Quelli che può fare un designer sono cambiamenti che arrivano in maniera silenziosa, molto tenue ma costante, una specie di buona volontà che alla fine può averla vinta, aspettando che anche i governi diano strumenti legislativi che sono più potenti. Se da un giorno all’altro ti dicono che i sacchetti di plastica al supermercato non ci sono più, e ti dicono: arrangiati, questo cambia la distribuzione della plastica. Si potrebbe fare per altre mille cose. Faccio l’esempio dei contenitori alimentari. Circa l’80% dei rifiuti in plastica derivano dai contenitori alimentari, bottiglie di plastica in cima.

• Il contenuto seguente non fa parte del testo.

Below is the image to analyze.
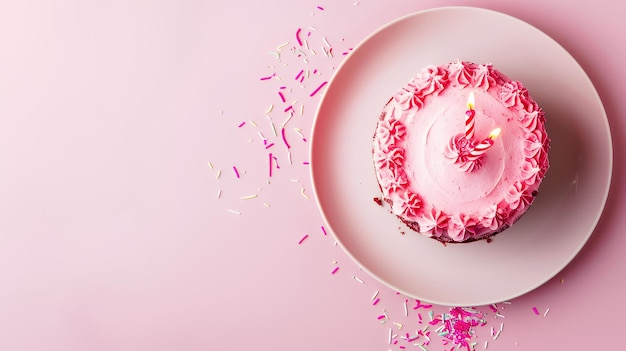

Basta fare la spesa per rendersene conto.
Il legno come rientra in questo quadro?
Il legno è un materiale ecologico quando è estratto dalla natura in maniera controllata, sensata, programmata nel senso della riforestazione. Faccio sempre l’esempio dell’ultimo albero di una specie che sta scomparendo: se lo taglio, quel legno non è molto sostenibile… Il legno è un materiale fantastico, che però va usato con la massima conoscenza e attenzione: oggi ci sono tutti gli strumenti per farlo, è uno di quei materiali che ha sviluppato prima sistemi come quelli di riforestazione, penso alle certificazioni o ai sistemi di raccolta dei materiali post lavorazione, come può essere anche quello che fa capo al consorzio Rilegno, a una serie di iniziative che vanno a raccogliere gli scarti di legno e ne fanno nuova materia. Questa è una cosa che in Italia è successa coi tempi giusti e adeso vede una certa maturità di espressione. Anche tutti i derivati del legno sono materiali super utilizzati e che fanno parte del sistema design, ne sono spesso la struttura portante.